With shipments increasing and retail RV sales recovering, at least to some degree, Sheldon said, the board will consider reducing the seal fee.
”Rather than saying that the new fees are the new paradigm, the board will be looking to see if we can reduce that fee somewhat because we are doing well.”
A recommendation on whether to reduce the seal fee will be made to the full board by the RVIA Executive Committee that will meet Wednesday.
Sheldon said he couldn’t say whether the board will vote to reduce the seal fee. ”I don’t want to second guess the board,” he said.

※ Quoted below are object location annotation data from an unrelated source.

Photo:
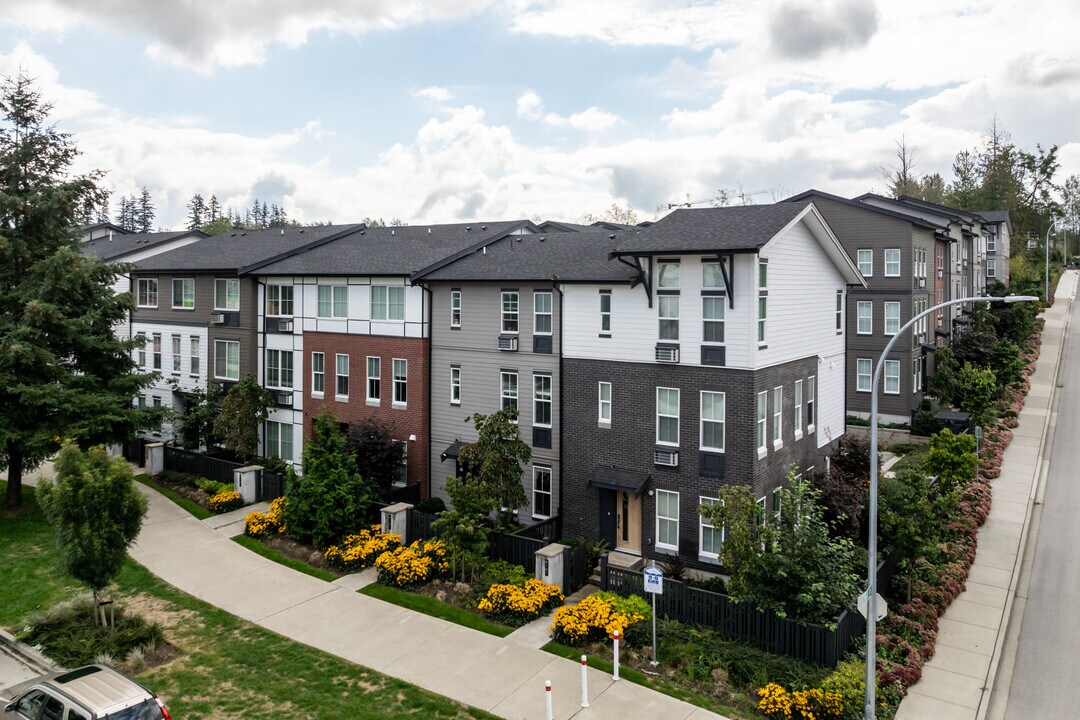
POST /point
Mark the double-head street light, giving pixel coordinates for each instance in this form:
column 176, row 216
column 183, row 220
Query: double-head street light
column 868, row 709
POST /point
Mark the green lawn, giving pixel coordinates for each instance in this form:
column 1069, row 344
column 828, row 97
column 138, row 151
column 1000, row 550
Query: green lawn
column 226, row 666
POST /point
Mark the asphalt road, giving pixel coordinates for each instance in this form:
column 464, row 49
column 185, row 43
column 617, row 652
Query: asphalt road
column 1045, row 679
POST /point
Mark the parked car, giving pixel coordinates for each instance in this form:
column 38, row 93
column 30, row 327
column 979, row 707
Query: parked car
column 94, row 692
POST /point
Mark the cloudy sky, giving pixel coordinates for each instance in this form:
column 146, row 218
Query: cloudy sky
column 444, row 110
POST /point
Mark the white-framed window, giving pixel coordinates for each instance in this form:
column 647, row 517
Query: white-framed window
column 541, row 401
column 541, row 491
column 605, row 312
column 667, row 309
column 667, row 416
column 866, row 262
column 280, row 300
column 279, row 436
column 891, row 317
column 333, row 301
column 341, row 376
column 280, row 369
column 400, row 367
column 455, row 385
column 864, row 317
column 604, row 395
column 184, row 294
column 508, row 389
column 227, row 360
column 227, row 294
column 667, row 519
column 541, row 312
column 892, row 262
column 455, row 308
column 712, row 318
column 713, row 415
column 147, row 293
column 892, row 377
column 388, row 302
column 710, row 538
column 374, row 379
column 864, row 371
column 318, row 374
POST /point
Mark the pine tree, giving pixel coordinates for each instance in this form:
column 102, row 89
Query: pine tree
column 63, row 369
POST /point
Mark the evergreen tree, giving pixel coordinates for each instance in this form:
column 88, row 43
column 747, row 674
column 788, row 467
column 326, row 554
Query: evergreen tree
column 63, row 369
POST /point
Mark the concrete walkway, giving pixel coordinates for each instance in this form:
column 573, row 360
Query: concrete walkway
column 959, row 680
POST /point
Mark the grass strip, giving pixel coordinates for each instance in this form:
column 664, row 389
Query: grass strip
column 430, row 606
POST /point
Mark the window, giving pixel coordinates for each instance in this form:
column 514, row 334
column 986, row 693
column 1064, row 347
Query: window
column 227, row 360
column 280, row 369
column 508, row 389
column 510, row 299
column 388, row 302
column 605, row 403
column 666, row 416
column 147, row 295
column 667, row 519
column 333, row 301
column 401, row 381
column 227, row 294
column 892, row 377
column 763, row 401
column 866, row 262
column 709, row 538
column 605, row 312
column 455, row 385
column 318, row 372
column 864, row 369
column 892, row 262
column 712, row 421
column 541, row 401
column 279, row 443
column 864, row 313
column 891, row 317
column 374, row 378
column 184, row 294
column 280, row 300
column 455, row 308
column 176, row 353
column 541, row 313
column 541, row 491
column 712, row 318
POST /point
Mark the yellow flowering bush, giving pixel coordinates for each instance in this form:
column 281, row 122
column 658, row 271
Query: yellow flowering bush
column 224, row 502
column 404, row 567
column 515, row 605
column 598, row 614
column 359, row 551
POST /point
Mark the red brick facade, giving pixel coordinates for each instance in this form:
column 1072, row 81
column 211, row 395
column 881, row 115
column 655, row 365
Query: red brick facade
column 403, row 422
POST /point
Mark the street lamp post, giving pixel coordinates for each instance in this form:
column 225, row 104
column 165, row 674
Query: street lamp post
column 868, row 709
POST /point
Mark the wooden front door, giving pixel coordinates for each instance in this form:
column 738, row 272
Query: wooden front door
column 629, row 530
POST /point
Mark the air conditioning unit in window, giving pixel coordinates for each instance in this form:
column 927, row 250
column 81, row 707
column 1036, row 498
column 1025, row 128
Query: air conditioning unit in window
column 667, row 458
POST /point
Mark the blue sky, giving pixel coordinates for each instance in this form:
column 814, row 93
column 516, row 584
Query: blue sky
column 443, row 110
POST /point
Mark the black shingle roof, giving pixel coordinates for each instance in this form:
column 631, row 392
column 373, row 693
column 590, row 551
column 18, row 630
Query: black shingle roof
column 399, row 250
column 743, row 229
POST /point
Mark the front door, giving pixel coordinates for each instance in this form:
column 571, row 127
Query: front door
column 629, row 516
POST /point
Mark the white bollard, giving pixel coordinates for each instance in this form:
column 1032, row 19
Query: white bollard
column 584, row 681
column 615, row 675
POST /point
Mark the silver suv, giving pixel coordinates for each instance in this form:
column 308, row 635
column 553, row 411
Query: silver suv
column 95, row 692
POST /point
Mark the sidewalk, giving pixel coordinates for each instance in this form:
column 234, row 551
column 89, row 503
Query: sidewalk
column 959, row 680
column 497, row 675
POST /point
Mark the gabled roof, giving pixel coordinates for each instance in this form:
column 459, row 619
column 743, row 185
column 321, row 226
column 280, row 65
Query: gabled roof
column 399, row 250
column 231, row 253
column 742, row 229
column 121, row 245
column 565, row 257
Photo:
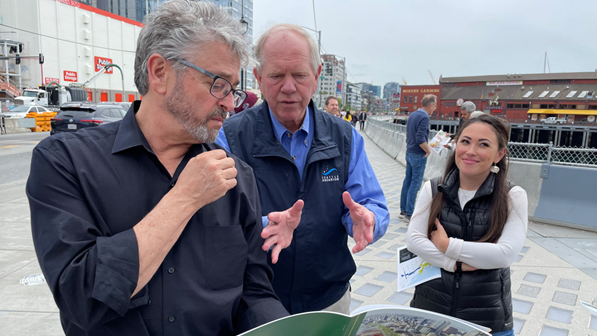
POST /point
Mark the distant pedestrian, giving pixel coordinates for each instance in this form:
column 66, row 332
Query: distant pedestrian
column 331, row 106
column 362, row 119
column 472, row 223
column 417, row 151
column 249, row 102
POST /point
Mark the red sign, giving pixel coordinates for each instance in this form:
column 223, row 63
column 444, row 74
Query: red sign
column 70, row 76
column 101, row 62
column 48, row 80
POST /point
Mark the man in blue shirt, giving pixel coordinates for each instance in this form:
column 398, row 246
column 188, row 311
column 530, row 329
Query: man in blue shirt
column 417, row 151
column 305, row 159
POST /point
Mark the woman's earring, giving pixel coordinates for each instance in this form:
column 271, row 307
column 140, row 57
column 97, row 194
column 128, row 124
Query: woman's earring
column 494, row 169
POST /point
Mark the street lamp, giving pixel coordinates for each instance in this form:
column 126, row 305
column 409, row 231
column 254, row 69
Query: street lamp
column 319, row 52
column 245, row 25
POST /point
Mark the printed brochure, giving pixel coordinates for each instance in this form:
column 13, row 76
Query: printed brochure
column 413, row 270
column 369, row 321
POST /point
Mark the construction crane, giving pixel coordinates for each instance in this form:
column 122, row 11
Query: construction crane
column 433, row 79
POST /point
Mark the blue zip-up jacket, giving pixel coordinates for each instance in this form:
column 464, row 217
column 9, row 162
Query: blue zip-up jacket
column 314, row 271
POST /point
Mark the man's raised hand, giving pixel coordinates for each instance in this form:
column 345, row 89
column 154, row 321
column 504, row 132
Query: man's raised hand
column 363, row 223
column 280, row 228
column 206, row 178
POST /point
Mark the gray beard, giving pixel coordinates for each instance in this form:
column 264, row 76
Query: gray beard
column 182, row 111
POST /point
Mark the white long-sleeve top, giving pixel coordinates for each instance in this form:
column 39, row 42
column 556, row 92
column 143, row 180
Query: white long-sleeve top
column 477, row 254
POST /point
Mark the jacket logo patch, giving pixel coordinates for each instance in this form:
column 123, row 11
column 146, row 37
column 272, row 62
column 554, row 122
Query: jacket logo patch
column 330, row 175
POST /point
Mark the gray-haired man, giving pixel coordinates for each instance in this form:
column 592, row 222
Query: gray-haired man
column 143, row 227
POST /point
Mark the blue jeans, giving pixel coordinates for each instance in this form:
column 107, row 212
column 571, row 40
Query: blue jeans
column 415, row 167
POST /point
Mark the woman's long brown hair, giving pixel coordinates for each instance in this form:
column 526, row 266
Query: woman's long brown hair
column 499, row 202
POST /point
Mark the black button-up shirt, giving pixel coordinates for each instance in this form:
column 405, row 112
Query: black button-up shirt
column 86, row 192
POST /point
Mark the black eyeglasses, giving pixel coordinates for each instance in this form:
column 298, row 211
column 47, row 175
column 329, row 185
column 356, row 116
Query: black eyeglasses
column 221, row 87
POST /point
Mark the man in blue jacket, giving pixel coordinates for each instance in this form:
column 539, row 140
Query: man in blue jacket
column 305, row 159
column 417, row 151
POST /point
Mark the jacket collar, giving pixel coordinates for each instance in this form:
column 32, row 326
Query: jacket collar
column 266, row 143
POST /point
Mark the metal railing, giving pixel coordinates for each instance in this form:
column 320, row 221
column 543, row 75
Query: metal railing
column 529, row 152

Surprisingly, the on-again-off-again question of whether RVIA and RPTIA will reunify follows a vote by RPTIA members to overturn a RPTIA board decision last November to ”cease all negotiations” with RVIA.
The talks had been going on for a year and their abrupt cancellation came as a surprise to RVIA.
Bill Garpow, RPTIA executive director, said the second vote occurred after some members argued there ”hadn’t been a straight up-or-down vote” on the question during initial balloting.
”We are saying that we would like to continue the discussions,” Garpow said. ”It was not a vote on whether we will merge with (RVIA) or reunify with them.”
Recreation park trailer manufacturers were RVIA members until October 1994 when they left the organization and formed their own group based in the Atlanta suburb of Newnan, Ga.
”(RVIA President) Richard Coon and I are both pleased that they have rethought their position and that they want to reopen the negotiations,” Sheldon said. ”Our board is already on the record of wanting to listen to what they have to say.”
RPTIA President Curt Yoder, vice president and co-owner of park trailer manufacturer Kropf Industries Inc., will speak to the RVIA board about reopening negotiations.
Also at the board meeting, reports on the association’s activities will be given by Sheldon and Coon, while RVIA Treasurer Bob Olson of Winnebago Industries Inc. will review the association’s financial standing and present the Audit Committee’s report for fiscal year 2009.
Also planned is a look at the RV market’s future from RVIA Vice President of Administration Mac Bryan, a report on RV Centennial activities from RVIA Vice President and Chief Marketing Officer Gary LaBella and an update on legislative issues from RVIA Vice President of Government Affairs Dianne Farrell.